On ne peut écarter d’un revers de main la question des protocoles, des procédures éprouvées. Nous ne pouvons ni ne cherchons, à tout prix, à échapper au programme, à la routine, au rituel.

 

Quand même, il serait grave qu’au fil des années une espèce d’enchaînement de scènes déjà écrites se soit installé avec sa succession de groupes de bases, d’assemblées générales, de réunions de profs (qui sont souvent oubliés dans les descriptions qu’on fait de cette expérience) assemblées qui sont là pour signifier que nous sommes bien autogérés voire anarchistes.

Le lycée autogéré pourrait être perfectionné et devenir une mécanique bien réglée. Nous savons que c’est le rêve de bien des inspecteurs, de bien des bureaucrates, en particulier de ceux qui rêvent de la reproductibilité de l’expérience : que l’on propose une solution clefs en main ! Dans ce sens-là, c’est certain, le lycée autogéré aurait échoué.

 

Commentons une dernière fois cet effet Mühlmann.

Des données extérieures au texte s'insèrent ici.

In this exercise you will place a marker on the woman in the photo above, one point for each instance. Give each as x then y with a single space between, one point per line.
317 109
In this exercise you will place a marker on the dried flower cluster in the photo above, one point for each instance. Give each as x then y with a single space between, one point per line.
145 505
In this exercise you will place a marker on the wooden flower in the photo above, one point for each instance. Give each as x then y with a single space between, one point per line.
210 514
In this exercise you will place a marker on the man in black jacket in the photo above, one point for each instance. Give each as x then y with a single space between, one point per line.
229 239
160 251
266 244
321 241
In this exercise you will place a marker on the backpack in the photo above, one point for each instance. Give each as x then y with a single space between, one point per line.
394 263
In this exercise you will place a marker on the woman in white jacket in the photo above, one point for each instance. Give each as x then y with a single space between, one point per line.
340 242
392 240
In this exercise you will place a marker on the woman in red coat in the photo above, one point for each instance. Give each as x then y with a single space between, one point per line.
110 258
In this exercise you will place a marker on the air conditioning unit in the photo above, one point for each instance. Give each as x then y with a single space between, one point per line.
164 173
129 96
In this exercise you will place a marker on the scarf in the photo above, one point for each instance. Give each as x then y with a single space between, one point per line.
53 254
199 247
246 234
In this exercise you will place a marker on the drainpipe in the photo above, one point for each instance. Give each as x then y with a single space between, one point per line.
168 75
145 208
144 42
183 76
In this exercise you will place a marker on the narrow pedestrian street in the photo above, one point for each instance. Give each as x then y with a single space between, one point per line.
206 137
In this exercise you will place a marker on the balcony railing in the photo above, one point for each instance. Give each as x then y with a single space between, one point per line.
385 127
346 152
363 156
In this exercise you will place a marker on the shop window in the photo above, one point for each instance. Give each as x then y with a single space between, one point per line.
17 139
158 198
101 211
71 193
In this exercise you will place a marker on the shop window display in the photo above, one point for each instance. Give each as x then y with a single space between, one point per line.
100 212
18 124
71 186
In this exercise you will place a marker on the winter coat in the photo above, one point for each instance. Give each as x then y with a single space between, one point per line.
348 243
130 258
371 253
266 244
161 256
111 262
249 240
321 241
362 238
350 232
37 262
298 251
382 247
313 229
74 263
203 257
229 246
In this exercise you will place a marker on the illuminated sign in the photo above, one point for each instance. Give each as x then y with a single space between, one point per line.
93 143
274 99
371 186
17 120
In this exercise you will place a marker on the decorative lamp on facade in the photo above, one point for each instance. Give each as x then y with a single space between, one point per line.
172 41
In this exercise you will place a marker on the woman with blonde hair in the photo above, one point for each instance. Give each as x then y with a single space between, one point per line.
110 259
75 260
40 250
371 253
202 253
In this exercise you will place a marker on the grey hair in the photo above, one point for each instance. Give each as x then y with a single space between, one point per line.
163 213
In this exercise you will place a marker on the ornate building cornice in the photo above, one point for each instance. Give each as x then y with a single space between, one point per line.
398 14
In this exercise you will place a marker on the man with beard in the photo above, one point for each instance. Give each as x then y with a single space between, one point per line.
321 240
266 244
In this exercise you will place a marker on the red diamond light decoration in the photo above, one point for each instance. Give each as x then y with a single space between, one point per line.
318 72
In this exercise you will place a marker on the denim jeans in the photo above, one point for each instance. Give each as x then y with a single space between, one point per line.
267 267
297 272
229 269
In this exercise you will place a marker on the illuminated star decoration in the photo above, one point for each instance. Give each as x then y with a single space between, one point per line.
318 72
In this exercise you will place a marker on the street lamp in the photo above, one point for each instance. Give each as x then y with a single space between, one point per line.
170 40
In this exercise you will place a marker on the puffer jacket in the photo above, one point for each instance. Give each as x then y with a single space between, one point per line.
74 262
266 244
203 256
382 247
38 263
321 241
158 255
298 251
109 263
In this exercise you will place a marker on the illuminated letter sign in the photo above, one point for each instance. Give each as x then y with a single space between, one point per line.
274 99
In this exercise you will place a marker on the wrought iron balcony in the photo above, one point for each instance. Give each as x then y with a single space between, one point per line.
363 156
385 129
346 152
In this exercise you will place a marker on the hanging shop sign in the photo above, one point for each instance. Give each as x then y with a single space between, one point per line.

En admettant que la prophétie puisse être simplement signifiée, la diversité des déterminations particulières, sans oublier les capacités qu’ont les êtres humains d’inventer et d’agir, fait que lorsqu’on a annoncé l’échec de la prophétie, — ce qui du reste ne doit pas être trop difficile à prévoir, on est loin d’avoir tout dit.

À l’échelle humaine, on sait qui sera vainqueur dans cette lutte contre ou avec le destin : la mort est au bout du chemin (et c’est même ce qui ferait la valeur de toute chose en ce bas monde). L’essentiel, c’est de participer ?

En attendant, il faut bien vivre, au risque de s’institutionnaliser soi-même. Risque préférable à celui de l’auto-dissolution finale. Et destin tellement général, tellement universel, qu’il laisse la place à beaucoup de variantes.

Et si l’on néglige le temps que met cet échec pour devenir évident, on risque de trouver là un alibi commode pour conserver le statu quo.

Si l’on oublie d’expliquer, de déplier ce qu’il y a derrière comme ensembles de procédures, de pratiques articulées, sans doute situées et datées, on risque de tomber dans l’essentialisme le plus creux.

Plus intéressant, si on s’intéresse à l’histoire de cet échec, de cette institutionnalisation, peut-on comprendre ce qui se passe et en tirer autre chose qu’une jouissance intellectuelle ? S’autoriser à agir, à lutter contre ?

 

Ce destin lui-même, qu’il soit le lot d’un individu, d’un groupe... d’un État, peut-il être combattu grâce à la connaissance de lois ou d’effets divers. Mettre en échec cette prophétie, lutter contre l’irréparable, en construisant des dispositifs pour l’analyse fait partie de la prophétie du LAP.

Ce projet a sans doute des aspects illusoires, thérapeutiques voire anesthésiants : avoir toujours du temps devant soi, des possibilités non actualisées... Cependant l’espoir fait vivre !

Le LAP donc accepte voire revendique de se situer dans une perspective réformiste ! Et l’institutionnalisation apparaît comme un processus nécessaire, accepté comme tel. Ce n’est pas un stade terminal.